Embora não saiba ao certo a quantidade de toneladas, Mamadu Dian Bang explicou que a colheita é controlada por talha. Numa talha de quatro metros de largura e 120 metros de comprimento, esclareceu, pode ser colhida uma tonelada de cebola.

Mamadu Dian Bang decidiu abraçar a agricultura porque presenciou a chegada de muitos luandenses e alguns conterrâneos a procura de terreno para cultivar.

Sem querer ficar para trás, a aglomeração de muitos chamou-lhe atenção e despertou nele o interesse de apostar no campo, arrendando um espaço a um dos agricultores, onde iniciou a produção de cebola, milho e feijão.

"Compro os inputs com os lucros que consigo obter na cantina, onde vendo, também, alguns produtos do campo", frisou Mamadu Dian Bang.

Espaço para armazenamento e conservação de produtos

Uma zona de armazenamento e conservação dos produtos na comunidade da Mabuia é, para Mamadu Dian Bang, o que se precisa com a máxima urgência.

Por falta de espaço de armazenamento, disse, os produtores não têm onde guardar e conservar os produtos, por isso são obrigados a colher o produto apenas quando é comprado pelos comerciantes dos grandes mercados.

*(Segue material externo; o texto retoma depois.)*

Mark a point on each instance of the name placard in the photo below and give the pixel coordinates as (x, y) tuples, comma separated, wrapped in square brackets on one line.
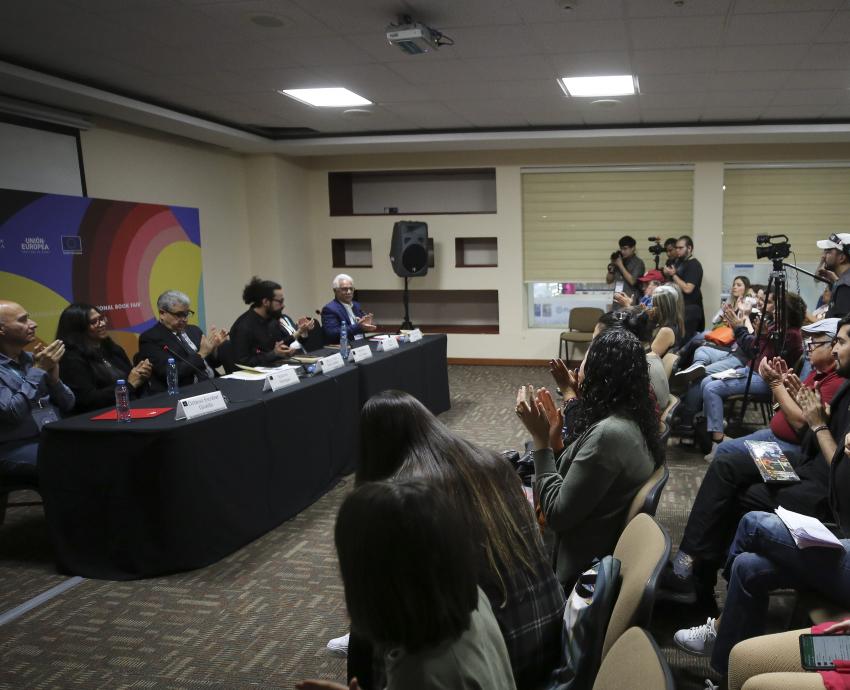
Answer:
[(388, 344), (199, 405), (280, 379), (331, 362), (361, 353)]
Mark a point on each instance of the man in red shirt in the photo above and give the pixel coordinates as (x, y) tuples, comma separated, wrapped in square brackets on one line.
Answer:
[(707, 534)]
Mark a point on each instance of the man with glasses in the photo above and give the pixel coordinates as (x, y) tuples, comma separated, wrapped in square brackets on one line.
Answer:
[(343, 309), (733, 485), (257, 336), (836, 261), (687, 274), (182, 340)]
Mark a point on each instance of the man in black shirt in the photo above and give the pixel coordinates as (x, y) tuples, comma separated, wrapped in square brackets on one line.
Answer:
[(686, 273), (836, 261), (257, 337)]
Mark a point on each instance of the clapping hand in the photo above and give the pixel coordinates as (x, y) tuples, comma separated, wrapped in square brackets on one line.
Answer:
[(47, 357), (533, 416)]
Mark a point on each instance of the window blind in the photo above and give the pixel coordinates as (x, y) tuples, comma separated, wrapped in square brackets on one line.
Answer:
[(572, 220), (807, 204)]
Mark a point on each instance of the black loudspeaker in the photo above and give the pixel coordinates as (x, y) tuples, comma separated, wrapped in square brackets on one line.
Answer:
[(409, 248)]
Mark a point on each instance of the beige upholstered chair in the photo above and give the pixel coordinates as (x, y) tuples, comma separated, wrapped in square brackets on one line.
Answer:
[(646, 500), (582, 322), (634, 662), (642, 550)]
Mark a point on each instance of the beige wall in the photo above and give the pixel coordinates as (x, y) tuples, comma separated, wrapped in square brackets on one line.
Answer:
[(269, 215)]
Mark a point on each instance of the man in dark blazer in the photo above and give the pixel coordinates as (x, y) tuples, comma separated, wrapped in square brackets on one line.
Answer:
[(182, 340), (343, 309)]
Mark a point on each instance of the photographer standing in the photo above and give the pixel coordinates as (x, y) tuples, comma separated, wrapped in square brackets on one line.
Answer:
[(625, 266), (686, 273)]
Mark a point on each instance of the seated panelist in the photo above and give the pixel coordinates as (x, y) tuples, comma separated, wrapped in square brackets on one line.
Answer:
[(343, 309), (194, 352), (93, 362)]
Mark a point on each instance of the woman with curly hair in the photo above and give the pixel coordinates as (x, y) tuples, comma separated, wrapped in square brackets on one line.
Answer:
[(615, 448)]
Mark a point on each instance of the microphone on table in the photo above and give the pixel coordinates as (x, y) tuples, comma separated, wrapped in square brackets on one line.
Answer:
[(198, 370)]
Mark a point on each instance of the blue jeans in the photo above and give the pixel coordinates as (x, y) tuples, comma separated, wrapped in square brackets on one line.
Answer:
[(763, 558), (737, 446), (714, 392)]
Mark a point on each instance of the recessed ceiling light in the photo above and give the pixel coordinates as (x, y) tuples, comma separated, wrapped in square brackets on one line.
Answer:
[(596, 87), (326, 98)]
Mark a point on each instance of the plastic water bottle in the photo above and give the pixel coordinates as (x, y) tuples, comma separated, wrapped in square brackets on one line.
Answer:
[(122, 400), (171, 377), (343, 340)]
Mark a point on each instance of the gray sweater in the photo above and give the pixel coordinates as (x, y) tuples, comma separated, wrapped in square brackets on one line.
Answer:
[(586, 496)]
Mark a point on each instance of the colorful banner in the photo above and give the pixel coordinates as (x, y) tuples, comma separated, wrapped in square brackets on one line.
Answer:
[(116, 255)]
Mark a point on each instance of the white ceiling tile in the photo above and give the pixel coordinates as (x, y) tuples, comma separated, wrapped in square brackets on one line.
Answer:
[(675, 60), (837, 30), (676, 32), (582, 37), (818, 79), (747, 81), (755, 58), (589, 64), (780, 27)]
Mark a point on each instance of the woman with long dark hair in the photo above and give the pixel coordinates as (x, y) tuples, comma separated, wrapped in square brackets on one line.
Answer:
[(93, 361), (401, 439), (614, 448)]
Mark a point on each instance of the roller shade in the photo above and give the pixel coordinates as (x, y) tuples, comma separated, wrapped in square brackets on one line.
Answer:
[(807, 204), (572, 220)]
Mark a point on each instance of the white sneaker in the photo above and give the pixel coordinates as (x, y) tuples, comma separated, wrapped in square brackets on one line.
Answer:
[(698, 640), (339, 645)]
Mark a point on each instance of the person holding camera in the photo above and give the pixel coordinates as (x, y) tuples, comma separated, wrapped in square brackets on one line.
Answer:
[(625, 266), (686, 273)]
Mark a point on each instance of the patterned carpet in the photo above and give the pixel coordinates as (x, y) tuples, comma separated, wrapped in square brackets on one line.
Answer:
[(261, 617)]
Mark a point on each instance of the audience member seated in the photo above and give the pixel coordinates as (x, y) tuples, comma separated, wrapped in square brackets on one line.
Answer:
[(93, 362), (343, 309), (401, 439), (733, 486), (408, 563), (31, 392), (612, 449), (713, 392), (257, 337), (667, 317), (763, 558), (174, 337)]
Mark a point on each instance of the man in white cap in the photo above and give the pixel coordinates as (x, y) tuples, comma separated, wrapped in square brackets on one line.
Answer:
[(733, 473), (836, 261)]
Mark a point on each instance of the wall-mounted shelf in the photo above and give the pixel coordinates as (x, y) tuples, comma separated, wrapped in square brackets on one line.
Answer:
[(412, 192), (351, 253), (476, 252)]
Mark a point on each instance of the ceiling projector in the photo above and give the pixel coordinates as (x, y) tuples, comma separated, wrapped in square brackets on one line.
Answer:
[(413, 38)]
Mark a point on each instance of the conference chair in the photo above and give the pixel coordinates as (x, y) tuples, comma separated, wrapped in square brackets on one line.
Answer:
[(635, 656), (647, 498), (582, 322), (643, 550)]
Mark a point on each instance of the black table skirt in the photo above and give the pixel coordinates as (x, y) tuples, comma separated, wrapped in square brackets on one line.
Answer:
[(156, 496)]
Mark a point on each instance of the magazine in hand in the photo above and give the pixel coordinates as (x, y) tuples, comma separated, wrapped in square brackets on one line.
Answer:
[(771, 462)]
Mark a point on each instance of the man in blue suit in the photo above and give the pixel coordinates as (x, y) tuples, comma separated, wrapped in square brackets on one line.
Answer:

Com efeito, o Jornal de Angola encontrou na área de cultivo de Mamadu Dian Bang alguns comerciantes do Mercado do Km-30 e zonas adjacentes a colherem a cebola numa talha já comprada.

Segundo Mamadu Dian Bang, na sua lavra, uma caixa de cebola custa 10 a 12 mil kwanzas e uma talha pode passar dos 100 mil kwanzas. "Uma talha pode sair cinco redes vermelhas de cebola de 20 e 30 quilos, dependendo do tamanho do produto. De quando em vez consigo despachar nas mãos das senhoras três toneladas de cebola, que a posterior são escoados para os mercados do Km-30, Kicolo e Catinton”, informou Mamadu Dian Bang.

Outro problema que deseja ver resolvido na comunidade é o apoio material para o sistema de irrigação, porque a lagoa onde é puxada a água fica a 700 metros da sua lavra e tem sido difícil, por falta de motobomba com capacidade para tal. 

Produção é comprada antes da colheita

Na zona de cultivo de Mamadu Dian Bang aguardam pela cebola algumas vendedoras dos mercados de Luanda. Uma delas é a cidadã Luísa Candumbo, vendedora do Mercado do Km-30.

Luísa Candumbo conta que é a segunda vez que se desloca a Cabiri, na Mabuia, para comprar produtos do campo. "Quando cá chego, compramos talha que varia de 150 a 100 metros ao preço de 130 a 140 mil kwanzas. O preço está acessível por ser uma época de muita oferta e quando chegamos no mercado vendemos a 21 mil kwanzas a rede de 20 a 30 quilos”, frisou Luisa Candumbo, satisfeita com a colheita.

Satisfação pela chegada de uma visita há muito esperada

O Jornal de Angola encontrou na povoação da Mabuia o presidente da Associação Cintura Verde de Luanda, Mito da Silva, que levou alguns kits de inputs agrícolas para acudir as necessidades dos camponeses locais.

Fazem parte dos kits 24 enxadas, duas pulverizadoras e cinco regadores, além de outros materiais. Jaime José Rodrigues agradeceu ao também agricultor Mito da Silva, que tem apoiado a comunidade com alguns inputs agrícolas.

"Estamos satisfeitos, porque ele lembrou-se de nós e veio para cá trazer-nos um suporte que muito precisamos", frisou o agricultor cabo-verdiano, satisfeito com a visita.